Mbembe traz a Necropolítica como formuladora de mecanismos da morte, produtora de
regimes de exceção que apelam para a percepção do outro racializado como um
inimigo, com sua existência sendo construída a partir da percepção de um atentado a
vida que só pode ser resolvido através de sua eliminação biofísica. A Necropolítica tem,
nesse sentido, uma definição política bélica por excelência, que tem como ponto final a
eliminação da alteridade para com o outro.
Essas ideias, separadas da noção de cidadania plena com direitos sociais amplos
e igualitários para todas as diferentes raças, são muito perigosas na medida em que
contribuem para sedimentação da Necropolítica da forma como foi tratada
anteriormente. Por ser muito disseminado e aceito socialmente, governantes utilizam da
mística que envolve a democracia racial a fim de dar continuidade e expansividade a sua
Necropolítica Estatal, que é responsável pelos amplos processos de exclusão,
reprodução da desigualdade e violência genocida que afetam as populações negras e
periféricas do Brasil. Políticas que se escondem por de traz da imagem de uma nação
igualitária e miscível.
Conclusão
Com tudo o que foi tratado até aqui, podemos constatar que as minorias sociais,
principalmente em países extremamente desiguais como o Brasil, são os grupos
populacionais que mais tem sofrido, e morrido, durante o período de pandemia. Isso
ocorre não somente por conta da pandemia em si, que tem sim afetado mais essas
populações, fragilizadas e com acesso a um sistema precário de saúde, tendo de se expor
diariamente aos riscos produzidos pela COVID-19 uma vez que, na enorme maioria dos
casos, não é possível seguir as recomendações profiláticas que evitariam a
contaminação e disseminação da doença. Mas também, e principalmente, pela
Necropolítica que age sobre essas populações, se servindo dessa situação extraordinária
para determinar aqueles que vivem e aqueles que morrem em nome da reprodução de
um sistema econômico e social do qual o Estado brasileiro está inserido. A pandemia é
somente um acelerador desse processo político de reprodução de violências e
desigualdades estruturais do sistema de controle social e segurança pública no Brasil.

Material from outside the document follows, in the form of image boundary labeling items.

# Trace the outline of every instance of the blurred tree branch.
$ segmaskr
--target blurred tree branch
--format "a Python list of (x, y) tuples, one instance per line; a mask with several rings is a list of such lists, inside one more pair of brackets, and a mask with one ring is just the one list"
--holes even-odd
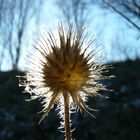
[(88, 1), (85, 0), (55, 0), (68, 24), (74, 24), (76, 28), (82, 27), (89, 13), (87, 11)]
[(0, 68), (6, 57), (18, 68), (26, 27), (39, 12), (41, 0), (0, 0)]
[[(116, 13), (121, 15), (124, 19), (126, 19), (129, 23), (131, 23), (136, 29), (140, 31), (140, 26), (138, 26), (136, 23), (134, 23), (130, 18), (128, 18), (126, 15), (124, 15), (122, 12), (120, 12), (117, 8), (115, 8), (111, 3), (102, 0), (104, 4), (106, 4), (108, 7), (110, 7), (112, 10), (114, 10)], [(132, 3), (126, 3), (124, 1), (121, 1), (121, 4), (130, 12), (134, 13), (136, 16), (140, 18), (140, 3), (138, 4), (136, 0), (131, 0), (135, 8), (138, 9), (138, 11), (134, 10), (134, 8), (131, 8)]]

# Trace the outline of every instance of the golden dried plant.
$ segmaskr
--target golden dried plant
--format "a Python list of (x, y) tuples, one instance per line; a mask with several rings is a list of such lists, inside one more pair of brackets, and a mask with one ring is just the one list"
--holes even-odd
[(98, 47), (90, 50), (93, 40), (85, 42), (84, 29), (74, 30), (69, 25), (65, 32), (58, 26), (59, 39), (52, 32), (43, 34), (33, 45), (35, 51), (27, 60), (27, 73), (20, 85), (31, 94), (31, 99), (42, 98), (44, 113), (39, 123), (48, 115), (54, 104), (60, 108), (66, 140), (71, 139), (70, 113), (77, 107), (94, 117), (96, 109), (89, 108), (88, 96), (97, 96), (99, 90), (106, 90), (99, 81), (109, 78), (102, 73)]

Por esses motivos, as políticas sociais, que vem sendo constantemente atacadas
nos últimos tempos, são de vital importância para a democratização plena do país,
levando igualdade de oportunidades econômicas e sociais para essas minorias
racializadas, que se encontram em situação de vulnerabilidade social tão alarmante. As
políticas sociais de inclusão do negro, da mulher e de populações de baixa renda em
geral – compreendendo que essas categorias sempre andam juntas – desmascaram a
Necropolítica em que vivemos, demostrando as necessidades de se investir em
igualdade em uma sociedade tão segmentada e desigual quanto a brasileira. É
importante salientar que esse constante ataque as políticas de ações afirmativas que vem
ocorrendo no contexto político brasileiro atual, são evidenciadores das terríveis
orientações raciais e de classe que possui a COVID-19, pois, esses ataques mostram o
quanto as políticas de Estado são voltadas para o genocídio de negros e pobres, que
observam de forma acelerada a precarização do trabalho e o aumento da violência em
suas comunidades, acentuadas pela deslegitimação das políticas de inclusão que foram
duramente construídas ao longo dos últimos anos. Dessa forma, a pandemia não
representa uma descontinuidade, somente marca como evidente as desigualdades e
violências que acompanham o Brasil e suas políticas desde sempre.